Boxer (Live in Brussels) will end up being little more than a curiosity.
In 2017, the National’s celebrated, brilliant breakthrough album Boxer turned 10 years old, and the band seemed to do as much as they could to avoid commemorating this fact at all. That’s not surprising, given whom we’re talking about here. That same year, after all, saw the release of an excellent new album from the band (Sleep Well Beast), and the National have steadfastly avoided the sort of backwards-looking self-mythologizing that can be a trap for most artists. Then, in late November of that year, they picked a night in Brussels to go through the album’s songs from front to back. Who knows what prompted this fit of nostalgia from a band seemingly resistant to it, but it was kind of them to share that night with the rest of the world in the form of this live record, the band’s first official live release.
Right away, one notices an incongruity with this live performance of Boxer, and it lies in what the band are as a live act in 2017-18 versus what they were as studio performers in 2007. Boxer is a quiet record: it unfolds slowly over repeated listens, with each spin revealing new musical shades or highlighting different turns of phrase from Matt Berninger. It’s also a very dour affair, something that Berninger draws attention to in jest when the band finishes “Guest Room.” In short, it’s not the sort of record that necessarily demands live reinterpretation, especially not at the grander scale that the National perform at now. Thus, some songs work in the bigger-sounding context (particularly the pairing of “Slow Show” and “Apartment Story,” which have been staples of their live sets for a while), and some don’t (“Brainy” feels sluggish and bears all the marks of a song that this band hasn’t performed live in quite a long time.)

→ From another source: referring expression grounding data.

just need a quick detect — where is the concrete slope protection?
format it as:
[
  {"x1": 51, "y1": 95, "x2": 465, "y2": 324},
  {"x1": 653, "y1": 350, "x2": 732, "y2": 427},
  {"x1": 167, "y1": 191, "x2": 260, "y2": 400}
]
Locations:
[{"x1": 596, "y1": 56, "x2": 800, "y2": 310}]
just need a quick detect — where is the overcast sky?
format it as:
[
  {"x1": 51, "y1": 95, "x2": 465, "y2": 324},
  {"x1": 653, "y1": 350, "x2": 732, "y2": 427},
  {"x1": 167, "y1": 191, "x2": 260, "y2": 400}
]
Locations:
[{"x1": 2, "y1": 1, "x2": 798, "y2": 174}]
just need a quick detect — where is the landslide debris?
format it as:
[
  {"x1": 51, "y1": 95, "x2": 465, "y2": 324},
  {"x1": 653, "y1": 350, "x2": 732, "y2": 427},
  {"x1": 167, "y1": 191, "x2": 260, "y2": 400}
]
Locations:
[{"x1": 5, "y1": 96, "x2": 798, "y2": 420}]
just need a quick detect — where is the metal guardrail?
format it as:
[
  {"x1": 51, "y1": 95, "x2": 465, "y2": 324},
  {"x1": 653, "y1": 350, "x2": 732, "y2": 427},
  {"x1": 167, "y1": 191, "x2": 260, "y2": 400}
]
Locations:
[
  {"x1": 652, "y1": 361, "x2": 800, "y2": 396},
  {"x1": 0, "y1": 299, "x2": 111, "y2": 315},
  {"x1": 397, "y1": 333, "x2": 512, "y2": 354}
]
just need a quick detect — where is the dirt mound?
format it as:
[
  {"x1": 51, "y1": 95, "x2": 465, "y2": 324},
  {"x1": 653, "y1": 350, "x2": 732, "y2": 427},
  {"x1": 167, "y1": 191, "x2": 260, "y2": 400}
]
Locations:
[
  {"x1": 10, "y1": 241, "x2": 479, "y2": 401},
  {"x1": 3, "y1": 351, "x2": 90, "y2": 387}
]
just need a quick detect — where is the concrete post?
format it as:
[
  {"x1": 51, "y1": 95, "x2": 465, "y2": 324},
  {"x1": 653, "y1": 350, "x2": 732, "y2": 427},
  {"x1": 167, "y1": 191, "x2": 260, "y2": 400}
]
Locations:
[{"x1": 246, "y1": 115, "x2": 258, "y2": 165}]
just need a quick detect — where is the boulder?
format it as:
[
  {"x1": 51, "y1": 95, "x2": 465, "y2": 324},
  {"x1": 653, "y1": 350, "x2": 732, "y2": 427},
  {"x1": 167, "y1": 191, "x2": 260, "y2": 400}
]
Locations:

Aside from the tracklist, though, this is just a live album. Fortunately, it’s a live album from one of the best live bands in the world right now, and Boxer (Live in Brussels) does well to highlight what makes the band so captivating in person. When the band plays the more uptempo tracks from the album, they feel comfortable cutting loose and bringing a different level of intensity than one would expect, particularly on the short jam that wraps up “Squalor Victoria.” Furthermore, while the quieter moments on Boxer may not have the intimacy that they do on the record, Berninger is still capable of toning his voice down to a sinewy croon that invites you into the broken world he describes. If Boxer (Live in Brussels) succeeds at all, it’s because the National were already a fantastic live band in the first place.
While some fans would been clamoring for either a record like this or a full-album tour on the album’s anniversary, it’s likely that Boxer (Live in Brussels) will end up being little more than a curiosity, a quick footnote in the band’s larger career. Funnily enough, what this album does do is whet one’s appetite for a full live album from the band, one that contains the songs where they really shine as grandiose performers. They don’t quite get to do that by revisiting Boxer, but it’s still nice to hear them look back and acknowledge where they came from as they keep moving forward.